According to the committee, Christian Friends of Korea, the Eugene Bell Foundation, First Steps and UNICEF were given exemptions that took effect Jan. 18. Christian Friends of Korea is a US-based organization that has been providing humanitarian aid to North Korea since 1995, and First Steps is a Canada-based Christian organization that focuses on addressing child malnutrition in the North.
|UN Security Council meeting held on Jan. 9. Yonhap|
In the latest approved project, UNICEF has been given the green light to send items to hospitals treating tuberculosis, including nine ambulances, 17 laptop computers and 40 televisions. The combined value of the items is about $520,000.

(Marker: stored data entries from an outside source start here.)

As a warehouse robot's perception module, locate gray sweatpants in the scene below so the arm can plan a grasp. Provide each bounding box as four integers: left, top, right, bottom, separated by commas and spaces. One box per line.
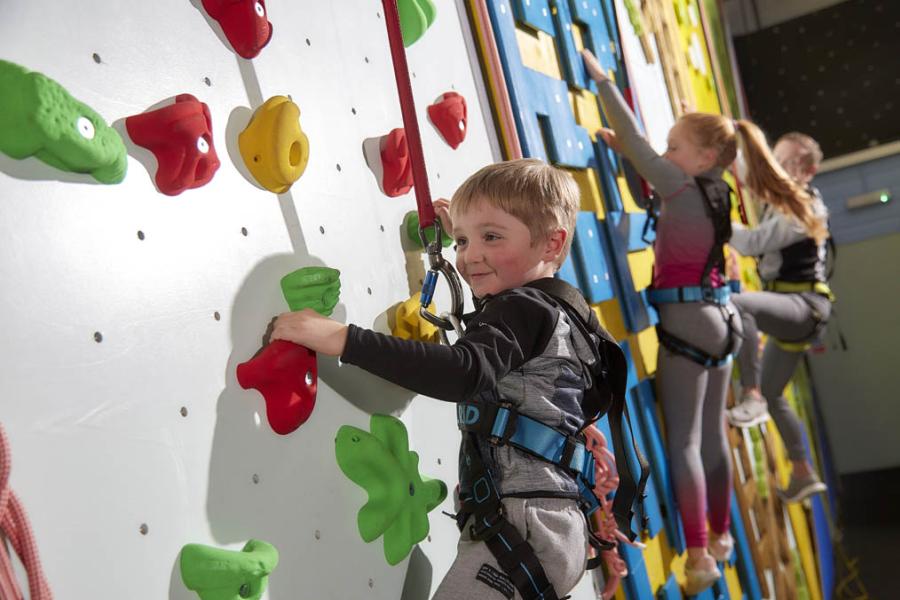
431, 497, 588, 600
656, 301, 742, 548
730, 291, 831, 461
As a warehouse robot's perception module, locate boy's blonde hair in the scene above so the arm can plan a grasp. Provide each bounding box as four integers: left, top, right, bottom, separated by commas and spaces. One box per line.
776, 131, 823, 171
450, 158, 580, 266
679, 113, 828, 245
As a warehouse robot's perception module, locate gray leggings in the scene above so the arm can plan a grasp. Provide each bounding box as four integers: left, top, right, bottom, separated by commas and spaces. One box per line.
656, 301, 742, 548
730, 291, 831, 461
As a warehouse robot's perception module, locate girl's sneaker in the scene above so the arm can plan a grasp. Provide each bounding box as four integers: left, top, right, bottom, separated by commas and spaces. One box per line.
726, 395, 770, 428
777, 472, 827, 503
684, 556, 720, 595
708, 531, 734, 562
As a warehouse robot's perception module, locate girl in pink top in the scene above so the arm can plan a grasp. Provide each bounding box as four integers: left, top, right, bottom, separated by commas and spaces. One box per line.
583, 49, 819, 594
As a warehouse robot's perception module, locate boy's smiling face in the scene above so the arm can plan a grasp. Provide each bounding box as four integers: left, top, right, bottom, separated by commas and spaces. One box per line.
452, 199, 564, 298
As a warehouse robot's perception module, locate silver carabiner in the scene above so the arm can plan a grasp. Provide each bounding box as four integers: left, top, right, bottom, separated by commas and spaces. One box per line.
418, 220, 465, 339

The Eugene Bell Foundation has been authorized to send items including speakers and pens, the value of which has not been revealed.
UNICEF and the Eugene Bell Foundation obtained their exemptions in October and November, respectively.
It has not been specified which items Christian Friends of Korea has been permitted to bring to North Korea, but they will be necessary supplies for humanitarian projects involving tuberculosis, hepatitis and sick children.
As for First Steps, the organization will be sending 300 20-liter stainless steel cans of soy milk.
In a separate development, the Ministry of Unification on Wednesday denied reports that the US had opposed Seoul’s plans to send Tamiflu to North Korea, attributing delays to technical and practical issues.
“The reports that the US has reservations about humanitarian aid such as sending Tamiflu are not true. Influenza treatment is a humanitarian issue, and the US has taken a positive attitude (toward the issue),” a Unification Ministry official said, saying the South Korean government plans to send the medication in the near future.
“The government is working closely with concerned countries and the international community to ensure that problems regarding North Korean sanctions do not occur.”